E, ah, eu gosto de Silêncio dos Inocentes, mas ele entraria, pra mim, na parte de indicações óbvias. Vale ver O Cabo do Medo original também.
FELIZMENTE o tal torture-porn já virou demodé… found-footage também já está passando do ponto, ainda que eu goste bastante dos filmes do gênero… só confesso não ter entendido como você pode considerar Atividade Paranormal 1 ruim, e Atividade Paranormal em Tóquio bom…
Muito bom texto, Ieda. Ótimas análises sobre este gênero tão complexo.
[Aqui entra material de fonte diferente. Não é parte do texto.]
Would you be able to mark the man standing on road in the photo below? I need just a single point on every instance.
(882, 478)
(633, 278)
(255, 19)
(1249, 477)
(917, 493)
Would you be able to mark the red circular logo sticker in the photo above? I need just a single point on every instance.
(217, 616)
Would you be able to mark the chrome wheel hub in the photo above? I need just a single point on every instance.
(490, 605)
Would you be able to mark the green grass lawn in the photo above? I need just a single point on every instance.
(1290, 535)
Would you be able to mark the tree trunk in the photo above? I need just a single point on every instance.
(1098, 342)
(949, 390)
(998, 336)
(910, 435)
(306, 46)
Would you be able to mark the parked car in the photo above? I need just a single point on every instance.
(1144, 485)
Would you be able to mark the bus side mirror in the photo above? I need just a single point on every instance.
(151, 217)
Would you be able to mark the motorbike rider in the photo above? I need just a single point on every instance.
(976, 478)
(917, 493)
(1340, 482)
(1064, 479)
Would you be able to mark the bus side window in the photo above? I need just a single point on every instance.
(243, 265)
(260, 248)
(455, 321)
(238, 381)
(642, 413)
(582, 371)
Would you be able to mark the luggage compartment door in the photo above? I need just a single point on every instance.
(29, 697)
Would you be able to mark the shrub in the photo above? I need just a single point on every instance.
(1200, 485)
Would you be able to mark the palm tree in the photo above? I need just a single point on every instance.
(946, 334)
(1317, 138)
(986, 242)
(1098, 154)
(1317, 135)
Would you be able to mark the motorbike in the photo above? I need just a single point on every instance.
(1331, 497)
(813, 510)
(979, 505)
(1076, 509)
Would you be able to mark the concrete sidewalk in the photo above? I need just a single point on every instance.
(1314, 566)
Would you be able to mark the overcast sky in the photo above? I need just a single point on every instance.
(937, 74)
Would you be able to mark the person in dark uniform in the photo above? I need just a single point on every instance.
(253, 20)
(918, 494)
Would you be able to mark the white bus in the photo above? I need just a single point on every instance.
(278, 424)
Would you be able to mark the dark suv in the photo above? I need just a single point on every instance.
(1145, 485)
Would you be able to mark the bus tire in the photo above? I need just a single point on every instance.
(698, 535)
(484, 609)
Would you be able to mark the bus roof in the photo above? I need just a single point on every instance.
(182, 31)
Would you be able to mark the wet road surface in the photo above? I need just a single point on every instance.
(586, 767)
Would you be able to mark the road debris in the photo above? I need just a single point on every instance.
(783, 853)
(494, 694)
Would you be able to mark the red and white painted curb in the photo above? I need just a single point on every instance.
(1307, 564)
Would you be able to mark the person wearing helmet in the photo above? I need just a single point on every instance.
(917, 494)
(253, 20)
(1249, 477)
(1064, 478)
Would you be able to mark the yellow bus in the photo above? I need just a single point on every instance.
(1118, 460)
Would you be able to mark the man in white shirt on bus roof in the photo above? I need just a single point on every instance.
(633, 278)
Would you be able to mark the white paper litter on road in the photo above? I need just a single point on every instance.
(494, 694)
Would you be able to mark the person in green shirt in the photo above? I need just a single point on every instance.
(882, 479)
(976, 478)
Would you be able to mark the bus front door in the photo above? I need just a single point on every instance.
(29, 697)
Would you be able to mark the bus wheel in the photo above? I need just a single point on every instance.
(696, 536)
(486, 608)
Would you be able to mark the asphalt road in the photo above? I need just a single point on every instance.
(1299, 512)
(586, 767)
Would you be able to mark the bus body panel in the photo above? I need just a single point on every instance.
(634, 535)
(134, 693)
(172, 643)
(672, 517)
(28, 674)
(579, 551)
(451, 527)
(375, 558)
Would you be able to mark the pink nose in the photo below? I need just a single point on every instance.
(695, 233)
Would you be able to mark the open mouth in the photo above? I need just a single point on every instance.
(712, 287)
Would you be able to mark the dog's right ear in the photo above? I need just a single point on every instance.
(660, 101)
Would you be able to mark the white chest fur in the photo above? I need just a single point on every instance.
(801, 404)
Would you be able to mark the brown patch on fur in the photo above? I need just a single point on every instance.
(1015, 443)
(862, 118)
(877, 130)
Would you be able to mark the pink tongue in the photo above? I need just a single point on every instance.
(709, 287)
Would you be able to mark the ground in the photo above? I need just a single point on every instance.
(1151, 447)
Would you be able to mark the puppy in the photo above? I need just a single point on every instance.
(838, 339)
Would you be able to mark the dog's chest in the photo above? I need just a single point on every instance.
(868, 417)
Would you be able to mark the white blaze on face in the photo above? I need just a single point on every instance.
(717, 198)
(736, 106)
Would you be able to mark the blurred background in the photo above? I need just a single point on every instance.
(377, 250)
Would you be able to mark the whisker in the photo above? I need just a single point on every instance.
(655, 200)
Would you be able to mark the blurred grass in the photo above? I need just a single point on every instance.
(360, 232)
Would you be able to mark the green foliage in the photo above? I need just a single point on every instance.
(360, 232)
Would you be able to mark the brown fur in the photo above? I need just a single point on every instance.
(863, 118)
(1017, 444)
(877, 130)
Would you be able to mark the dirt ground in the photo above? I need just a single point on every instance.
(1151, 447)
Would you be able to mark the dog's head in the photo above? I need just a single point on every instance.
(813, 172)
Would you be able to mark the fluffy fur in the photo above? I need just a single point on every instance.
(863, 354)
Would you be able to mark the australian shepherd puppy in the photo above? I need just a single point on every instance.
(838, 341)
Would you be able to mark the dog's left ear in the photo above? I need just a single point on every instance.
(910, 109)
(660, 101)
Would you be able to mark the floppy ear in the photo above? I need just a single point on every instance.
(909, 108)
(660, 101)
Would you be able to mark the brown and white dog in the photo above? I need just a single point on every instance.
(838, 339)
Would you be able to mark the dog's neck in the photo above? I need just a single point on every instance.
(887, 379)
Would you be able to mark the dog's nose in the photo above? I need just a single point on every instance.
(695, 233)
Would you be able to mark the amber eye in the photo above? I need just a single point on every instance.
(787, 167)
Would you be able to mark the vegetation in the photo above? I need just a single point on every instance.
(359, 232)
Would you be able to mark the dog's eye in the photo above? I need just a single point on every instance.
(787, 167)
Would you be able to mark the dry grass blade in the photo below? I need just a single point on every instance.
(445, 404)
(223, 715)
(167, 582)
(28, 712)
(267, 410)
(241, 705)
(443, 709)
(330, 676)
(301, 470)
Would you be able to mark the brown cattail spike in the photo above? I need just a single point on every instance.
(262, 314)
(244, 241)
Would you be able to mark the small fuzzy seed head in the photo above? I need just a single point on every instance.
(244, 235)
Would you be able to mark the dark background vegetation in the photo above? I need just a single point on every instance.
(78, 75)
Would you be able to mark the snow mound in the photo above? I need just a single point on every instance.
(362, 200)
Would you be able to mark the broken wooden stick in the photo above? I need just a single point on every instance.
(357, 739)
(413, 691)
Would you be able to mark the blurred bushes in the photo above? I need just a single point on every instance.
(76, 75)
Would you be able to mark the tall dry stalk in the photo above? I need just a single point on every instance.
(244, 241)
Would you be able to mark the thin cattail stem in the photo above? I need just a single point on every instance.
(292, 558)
O terror, tal qual a comédia, é um gênero que – por provocar reações que dão solavancos na narrativa (ex: susto ou risos) – permite verdadeiras obras primas (poucas) e uma tonelada de porcaria.
Você pinçou uma bela coluna vertebral do gênero, com as grandes iniciativas. Senti falta apenas de algo sobre a contribuição tailandesa, como “Espíritos”.
Naquele país, o terror é um estilo genuinamente explorado – inclusive com produção de novelas sobre fantasmas, para toda a família. Parabéns pela análise e obrigado pelas dicas.
Abs.
Marcelo, Atividade Paranormal 1:
http://www.youtube.com/watch?v=HdZW2b0FzPc&feature=player_embedded
PH, entra na categoria do terror asiático, né? Gosto muito do Espíritos (Shutter), mas bem menos de The Eye, por exemplo.
Ieda, qual entra na categoria de asiático? O Atividade Paranormal?
Terror asiático é bom. The Eye, excelente exemplo.
Rabisquei um continho de baseado nesta linha oriental, fúnebre:
http://angustiadoprelo.blogspot.com.br/2012/09/tuc-tuc.html
Tá mais pra ‘terrir’, mas fala de pocong – uma lenda da indonésia, sinistra.
Mas o maior problema do terror asiático são os malditos remakes americanos… Abs!
Ieda,
E esse Novo Extremismo Francês do Martyrs? Muito na linha do torture-porn?
Não, PH, o Espíritos, que você tinha mencionado no comentário anterior.
tri bom o post.
gosto muito do espanhol REC. tem uma linha muito tênue q separa filmes dessa onda entre bons e fakes – atividade paranormal tem pouco fôlego, é menor; rec é sensacional e acho q Contatos de 4º grau (http://www.imdb.com/title/tt1220198/) tbm consegue nos envolver.
Acho q dá pra citar tbm Os estranhos (http://www.imdb.com/title/tt0482606/), talvez o filme mais tenso q já vi, pega uma linha meio Jason e Freddy, mas sem sair de casa.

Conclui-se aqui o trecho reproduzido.